For the purposes of this article, the performance impacts of various configuration options will be estimated using an analytical model with coefficients "tuned" to provide the best fit for a large subset of the SPECfp2000 and SPECfp_rate2000 benchmarks collected in March 2006.4 The analysis included 508 SPECfp2000 results and 730 SPECfp_rate2000 results. The remaining 233 results were excluded from the analysis because either advanced compiler optimizations or unusual hardware configurations made the results inappropriate for comparison with the bulk of the results.
The performance model has been described previously56 but has been extended here to include a much more complete set of data and has been applied to each of the 14 SPECfp2000 benchmarks as well as to the geometric mean values. Although the model does not capture some of the details of the performance characteristics of these benchmarks, using a least-squares fit to a large number of results provides a large reduction in the random "noise" associated with the individual results and provides a significant degree of platform-independence.
In brief, the model assumes that the execution time of each benchmark is the sum of a "CPU time" and a "Memory Time," where the amount of "work" done by the memory subsystem is a simple function of the cache size – linearly decreasing from a maximum value with no cache to a minimum value with a "large" cache (where "large" is also a parameter of the model), and a constant amount of memory work for caches larger than the large size. The rate at which CPU work is completed is assumed to be proportional to the peak floating-point performance of the chip for 64-bit IEEE arithmetic, while the rate at which memory work is completed is assumed to be proportional to the performance of the system on the 171.swim (base) benchmark. Previous studies have shown a strong correlation between the performance of the 171.swim benchmark and direct measurement of sustained memory performance using the STREAM benchmark.7
The model results are strongly correlated with the measured results, with 75% of the measurements falling within 15% of the projection. This suggests that the underlying model assumptions are reasonably consistent with the actual performance characteristics of these systems on these benchmarks. Although there are some indications of systematic errors in the model, not all of the differences between the model and the observations are due to oversimplification of the hardware assumptions – much of the variance also appears to be due to differences in compilers, compiler options, operating systems, and benchmark configurations. Overall, the model seems appropriately robust to use as a basis for illustrations of performance and price/performance sensitivities in microprocessor-based systems.

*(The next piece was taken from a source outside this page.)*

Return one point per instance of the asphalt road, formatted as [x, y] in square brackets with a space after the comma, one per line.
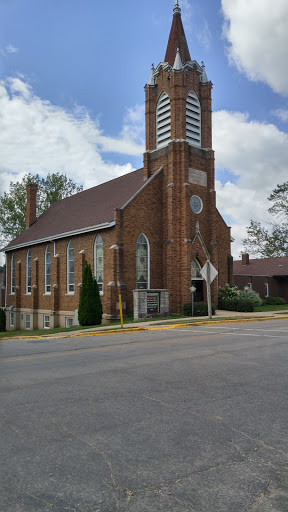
[190, 419]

For the performance and price/performance analysis, we will assume
- The bare, two-socket system (with disks, memory, and network interfaces, but without CPUs) costs $1,500.
- The base CPU configuration is a single-core processor at 2.4 GHz with a 1 MB L2 cache, costing $300.
- The die is assumed to be about ½ CPU core and about ½ L2 cache, with the other on-die functionality limited to a small fraction of the total area.
- The "smaller chip" configuration is a single-core processor at 2.8 GHz with a 1 MB L2 cache, costing $150.
- The "lots of cache" configuration is a single-core processor at 2.8 GHz with a 3 MB L2 cache, costing $300.
- The "more cores" configuration is a dual-core processor at 2.0 GHz with 1 MB L2 cache per core, costing $300.